The men rode away to the range house talking among themselves, and King swung about upon Thornton.

"Hello, Buck," he said shortly.

"Hello, King. Anything I can do?"

"Not for me," said King drily. "How about yourself? Lost any cows off'n the Poison Hole?"

"Not a one. The rustlers seem to be giving me a wide berth. I've had my men out every night, though. Maybe they've got wise."

King looked at him sharply. And Thornton was vaguely aware in that swift glance of something which made but little impression on him at the time, something which he forgot even as he saw it, imagining he had misread but something to be remembered in the days that followed: it was a cool, steely look of suspicion.

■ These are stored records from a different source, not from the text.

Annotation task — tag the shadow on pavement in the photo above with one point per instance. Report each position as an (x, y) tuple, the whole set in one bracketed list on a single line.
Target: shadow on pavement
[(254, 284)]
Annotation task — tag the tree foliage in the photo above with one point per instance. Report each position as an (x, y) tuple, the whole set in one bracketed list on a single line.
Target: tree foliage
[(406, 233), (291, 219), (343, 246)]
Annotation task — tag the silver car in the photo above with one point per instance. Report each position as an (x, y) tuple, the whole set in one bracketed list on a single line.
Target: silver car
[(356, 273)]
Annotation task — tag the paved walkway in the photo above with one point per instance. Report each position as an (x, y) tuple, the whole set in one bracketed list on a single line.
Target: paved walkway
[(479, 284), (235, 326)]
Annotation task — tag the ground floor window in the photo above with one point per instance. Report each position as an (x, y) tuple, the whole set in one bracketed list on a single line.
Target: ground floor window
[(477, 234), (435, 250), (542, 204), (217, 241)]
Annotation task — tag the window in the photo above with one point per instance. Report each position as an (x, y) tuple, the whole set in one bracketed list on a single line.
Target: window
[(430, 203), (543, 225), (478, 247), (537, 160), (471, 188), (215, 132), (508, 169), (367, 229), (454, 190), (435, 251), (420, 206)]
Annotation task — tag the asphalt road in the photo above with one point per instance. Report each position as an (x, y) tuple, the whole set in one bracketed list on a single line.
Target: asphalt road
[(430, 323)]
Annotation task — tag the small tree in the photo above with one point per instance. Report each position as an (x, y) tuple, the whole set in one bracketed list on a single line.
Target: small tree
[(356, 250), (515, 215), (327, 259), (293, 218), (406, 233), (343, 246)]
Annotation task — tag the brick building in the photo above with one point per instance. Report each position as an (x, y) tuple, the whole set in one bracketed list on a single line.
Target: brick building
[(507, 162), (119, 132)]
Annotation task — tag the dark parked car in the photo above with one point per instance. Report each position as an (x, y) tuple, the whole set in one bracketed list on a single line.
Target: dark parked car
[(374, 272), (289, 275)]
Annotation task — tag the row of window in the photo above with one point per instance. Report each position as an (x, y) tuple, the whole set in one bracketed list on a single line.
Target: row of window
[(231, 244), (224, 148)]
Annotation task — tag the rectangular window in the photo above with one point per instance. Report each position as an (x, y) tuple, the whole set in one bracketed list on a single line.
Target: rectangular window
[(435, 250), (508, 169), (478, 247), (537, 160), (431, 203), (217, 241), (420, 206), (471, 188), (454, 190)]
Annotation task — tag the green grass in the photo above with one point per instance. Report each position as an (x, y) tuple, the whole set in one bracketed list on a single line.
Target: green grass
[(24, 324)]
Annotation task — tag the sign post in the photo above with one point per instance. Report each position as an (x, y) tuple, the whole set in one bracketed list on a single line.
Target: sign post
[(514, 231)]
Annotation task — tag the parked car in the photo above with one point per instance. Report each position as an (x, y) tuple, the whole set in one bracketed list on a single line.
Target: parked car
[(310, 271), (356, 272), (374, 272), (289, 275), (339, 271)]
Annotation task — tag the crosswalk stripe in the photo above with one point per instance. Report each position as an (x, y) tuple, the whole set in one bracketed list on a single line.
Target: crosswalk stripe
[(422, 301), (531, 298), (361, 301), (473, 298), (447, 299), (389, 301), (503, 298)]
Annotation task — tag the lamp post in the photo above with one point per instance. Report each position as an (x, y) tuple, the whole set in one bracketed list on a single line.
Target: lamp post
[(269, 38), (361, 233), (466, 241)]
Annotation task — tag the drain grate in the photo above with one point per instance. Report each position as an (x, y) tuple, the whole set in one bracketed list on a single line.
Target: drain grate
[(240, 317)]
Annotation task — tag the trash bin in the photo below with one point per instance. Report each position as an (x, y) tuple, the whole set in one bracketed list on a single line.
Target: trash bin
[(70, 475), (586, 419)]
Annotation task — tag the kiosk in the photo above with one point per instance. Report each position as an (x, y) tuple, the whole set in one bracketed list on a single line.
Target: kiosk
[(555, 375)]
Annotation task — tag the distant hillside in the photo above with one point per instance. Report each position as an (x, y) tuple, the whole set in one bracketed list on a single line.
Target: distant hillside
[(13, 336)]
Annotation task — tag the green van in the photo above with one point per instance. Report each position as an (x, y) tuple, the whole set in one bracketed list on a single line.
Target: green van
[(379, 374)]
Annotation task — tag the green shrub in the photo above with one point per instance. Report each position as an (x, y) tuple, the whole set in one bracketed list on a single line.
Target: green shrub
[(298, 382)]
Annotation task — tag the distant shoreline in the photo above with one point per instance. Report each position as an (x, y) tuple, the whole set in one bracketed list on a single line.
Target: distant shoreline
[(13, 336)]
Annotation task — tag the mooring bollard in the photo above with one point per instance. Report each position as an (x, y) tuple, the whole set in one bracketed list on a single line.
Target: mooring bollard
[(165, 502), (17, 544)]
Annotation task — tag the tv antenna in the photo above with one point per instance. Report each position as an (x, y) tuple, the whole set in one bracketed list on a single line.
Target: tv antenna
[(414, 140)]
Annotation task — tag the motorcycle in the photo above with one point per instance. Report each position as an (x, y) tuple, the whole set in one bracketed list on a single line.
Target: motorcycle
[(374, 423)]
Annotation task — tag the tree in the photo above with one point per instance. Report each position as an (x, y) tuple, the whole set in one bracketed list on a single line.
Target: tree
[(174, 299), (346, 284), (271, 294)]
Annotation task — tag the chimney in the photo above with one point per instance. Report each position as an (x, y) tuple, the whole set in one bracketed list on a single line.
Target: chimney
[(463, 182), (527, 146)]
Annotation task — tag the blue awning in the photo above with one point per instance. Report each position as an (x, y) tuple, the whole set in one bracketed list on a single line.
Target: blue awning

"Mebbe," King grunted. "It's happenin' all aroun' you. I wasn't sayin' much so long's it didn't come too close the Bar X. An' now I ain't goin' to say much."

Thornton finished his errand with Old Man King and saw him with his men ride away into the little hills of the range. Then he was turning back toward the Poison Hole when young King, riding around the corner of the barn, called to him.

"Hello, Bud," Thornton said casually. "What's the word?"

Bud King rode up to him before he answered. Then, sitting loosely in the saddle, his eyes meditative upon one free, swinging boot, he answered.

"There's a dance over to the school house tonight, for one thing.
Coming, Buck?"

Thornton shook his head.

"No. Hadn't heard of it and I guess I'll be busy enough without prancing out to dances." And then, a little curiosity in his even tones, "How does it happen you're not out hunting rustlers with the old man?"

Young King lifted his head and again Thornton saw in a man's eyes a thing which was so vague that it went almost unnoted, a look of veiled suspicion.

"The old man hunts his way and I hunt mine," Bud King said briefly. "And besides, I haven't been to a shindig for six months."

A little flush ran up into his face under Thornton's level glance, and
Buck laughed softly.

"Who's the girl, Bud?" he challenged.

"Aw, go chase yourself," Bud flung back at him, but with a reddening grin. To Thornton came a swift inspiration.

"Wonder if Miss Waverly will be over from the Corners?" he asked.

"Dunno," Bud replied innocently, so innocently that Thornton laughed again.

Thornton rode back to the Poison Hole. And as he went, his thoughts ran now to the mission upon which old man King had set forth, now upon the wisdom of shaving, putting on his best suit and new hat and going to a dance….

"It isn't so much I want to see her again," he told himself, "as I want to give back her spur rowel!"